Experience shows that solar adoption mainly occurs when there is an economic case for the households and businesses investing in the technology, usually in the form of high internal rates of return (IRR) or short payback periods. In regions where the economics have not yet reached such tipping points, policy makers are introducing targeted incentives to create favorable market conditions and bring forward deployment.

One such example is France, where existing incentives mean that residential solar can earn internal rates of return of around 18.5 per cent (a five-year payback), and commercial installations achieve 10.4% IRR (or a nine-year payback). This has stimulated gradual growth in the market, to about 500 megawatts of installations in 2020.

A key consideration at the early stage of market development is to avoid an unsustainable boom. Policy designs should account for the fact that solar costs will continue to fall over time, and moderate support to reflect these changing dynamics.

Solar for new-build homes and businesses

The economic case for adding solar during construction of new buildings is particularly strong. This is because so-called ‘soft costs’, such as marketing and sales costs, as well as labor and construction costs, can be reduced, while the benefits remain the same. In California, the economic case for adding residential solar on existing homes is already good at 20 per cent IRR, but the new report estimates that this figure is twice as high, at 40 per cent IRR, when solar is added at the point of construction. In France, the IRR for residential solar could be boosted to 28 per cent when added during new construction.

As solar markets develop and mature, policy makers and regulators must gradually shift their emphasis toward unlocking flexibility and encouraging the adoption of energy storage. This is because high levels of solar adoption can lead to excess energy production during the day, while also possibly destabilizing the power grid. At this stage, the addition of energy storage becomes valuable, as it allows the renewable electricity to be stored for use during evening hours.

“The evolution of customer-sited solar is to add some form of flexibility, which has the ability to unlock a much higher penetration of solar,” said Yayoi Sekine, BNEF’s Head of Decentralized Energy. “The most obvious form of flexibility is batteries, but energy storage will come in many forms, including shifting demand and using electric vehicles.”

Tools to encourage energy storage include adjusted export rates (the payments offered to solar owners when they export energy to the grid), time-of-use retail electricity rates (which reflect the lower generation costs of solar during the daytime), enabling payments for storage to provide grid services (sometimes called aggregation payments), and implementation of demand charges (primarily for business customers).
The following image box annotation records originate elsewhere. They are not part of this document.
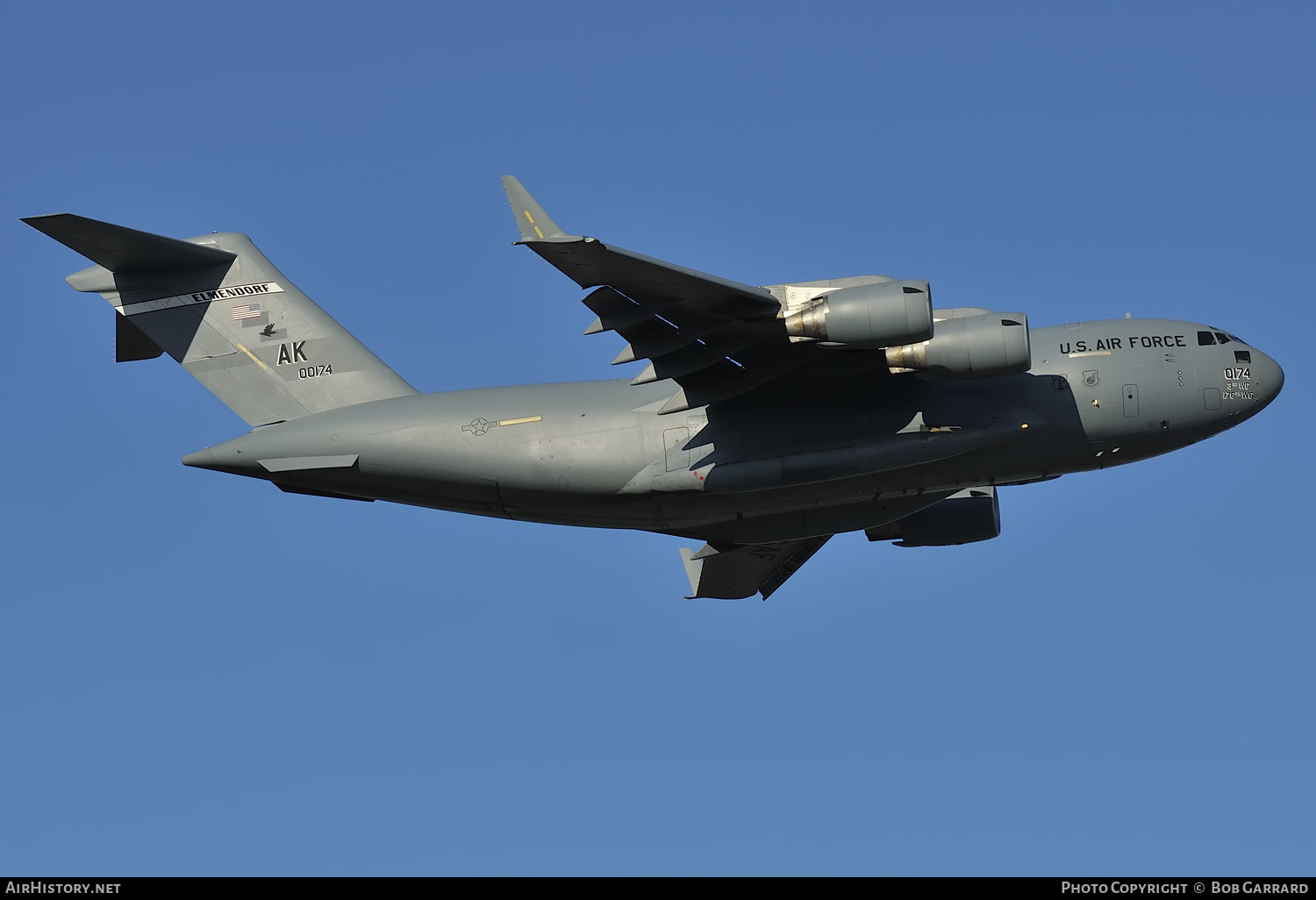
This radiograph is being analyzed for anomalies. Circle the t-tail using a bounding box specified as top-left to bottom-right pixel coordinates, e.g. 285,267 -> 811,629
23,213 -> 416,426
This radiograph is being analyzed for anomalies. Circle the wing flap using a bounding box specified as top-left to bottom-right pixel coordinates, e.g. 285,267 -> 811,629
681,534 -> 832,600
503,176 -> 813,413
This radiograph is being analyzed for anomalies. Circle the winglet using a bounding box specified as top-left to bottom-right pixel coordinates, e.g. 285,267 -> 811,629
503,175 -> 566,241
678,547 -> 704,600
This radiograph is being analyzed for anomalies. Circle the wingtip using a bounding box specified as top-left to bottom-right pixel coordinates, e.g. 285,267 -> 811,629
503,175 -> 563,244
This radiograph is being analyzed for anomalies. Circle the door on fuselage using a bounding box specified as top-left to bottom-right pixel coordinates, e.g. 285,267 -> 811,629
1124,384 -> 1139,418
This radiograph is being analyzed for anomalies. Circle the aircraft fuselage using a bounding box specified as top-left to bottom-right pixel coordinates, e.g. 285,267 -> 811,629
184,318 -> 1284,544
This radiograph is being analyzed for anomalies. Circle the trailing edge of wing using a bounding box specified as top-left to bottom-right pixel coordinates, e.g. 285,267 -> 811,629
681,534 -> 832,600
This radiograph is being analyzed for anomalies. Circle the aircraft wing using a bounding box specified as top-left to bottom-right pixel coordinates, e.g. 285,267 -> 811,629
503,175 -> 811,413
681,534 -> 832,600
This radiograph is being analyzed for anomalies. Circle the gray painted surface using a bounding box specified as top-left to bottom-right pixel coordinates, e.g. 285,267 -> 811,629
25,188 -> 1284,597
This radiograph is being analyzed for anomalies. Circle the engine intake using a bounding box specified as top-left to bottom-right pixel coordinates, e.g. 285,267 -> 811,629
887,313 -> 1033,378
786,282 -> 932,347
865,486 -> 1000,547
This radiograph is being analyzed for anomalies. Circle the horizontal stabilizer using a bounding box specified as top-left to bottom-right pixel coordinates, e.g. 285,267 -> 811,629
23,213 -> 237,275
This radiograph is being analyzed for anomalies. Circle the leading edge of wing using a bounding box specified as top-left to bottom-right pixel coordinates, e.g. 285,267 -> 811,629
681,534 -> 832,600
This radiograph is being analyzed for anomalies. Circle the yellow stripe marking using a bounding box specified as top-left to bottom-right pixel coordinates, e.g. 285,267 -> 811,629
239,344 -> 270,371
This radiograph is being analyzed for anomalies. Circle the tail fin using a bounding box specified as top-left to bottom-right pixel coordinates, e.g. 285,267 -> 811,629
23,213 -> 416,426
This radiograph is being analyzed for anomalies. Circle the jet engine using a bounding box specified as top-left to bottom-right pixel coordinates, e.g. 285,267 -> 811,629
786,282 -> 932,347
887,313 -> 1033,378
865,487 -> 1000,547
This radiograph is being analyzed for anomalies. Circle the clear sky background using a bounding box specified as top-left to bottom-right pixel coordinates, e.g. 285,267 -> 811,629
0,3 -> 1316,875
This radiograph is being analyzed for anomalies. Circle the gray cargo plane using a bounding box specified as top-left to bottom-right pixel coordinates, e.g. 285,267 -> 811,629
23,176 -> 1284,599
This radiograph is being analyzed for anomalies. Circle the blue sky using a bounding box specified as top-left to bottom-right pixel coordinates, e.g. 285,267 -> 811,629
0,3 -> 1316,875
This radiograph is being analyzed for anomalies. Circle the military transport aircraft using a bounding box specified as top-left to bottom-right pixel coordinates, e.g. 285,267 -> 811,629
23,178 -> 1284,599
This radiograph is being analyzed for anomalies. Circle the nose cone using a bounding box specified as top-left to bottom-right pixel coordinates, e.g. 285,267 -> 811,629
1252,352 -> 1284,410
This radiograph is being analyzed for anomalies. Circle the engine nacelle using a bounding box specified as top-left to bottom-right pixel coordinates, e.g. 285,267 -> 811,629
786,282 -> 932,347
865,487 -> 1000,547
887,313 -> 1033,378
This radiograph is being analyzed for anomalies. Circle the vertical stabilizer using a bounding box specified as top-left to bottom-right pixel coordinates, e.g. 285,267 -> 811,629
23,213 -> 416,426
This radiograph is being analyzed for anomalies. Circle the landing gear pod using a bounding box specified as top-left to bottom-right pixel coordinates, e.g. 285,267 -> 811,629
865,486 -> 1000,547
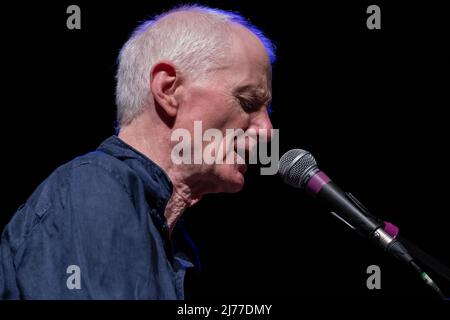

These levers are generally meant to make rates more reflective of generation and grid costs but are also likely to encourage energy storage.

In California, for example, reducing export rates to 35 per cent of retail tariffs, while it would damage the economics of solar overall, would shift the emphasis over to solar systems paired with storage, which would still generate a 13% IRR. For commercial and industrial installations, adding so-called aggregation payments for batteries would boost IRRs to 22.8 per cent, making solar-plus-storage a more attractive option than solar alone.

The report investigates these mechanisms in depth, and provides individual use case analysis for France, Spain, Australia, California (U.S.) and New Jersey (U.S.), as example of markets at different stages of maturity.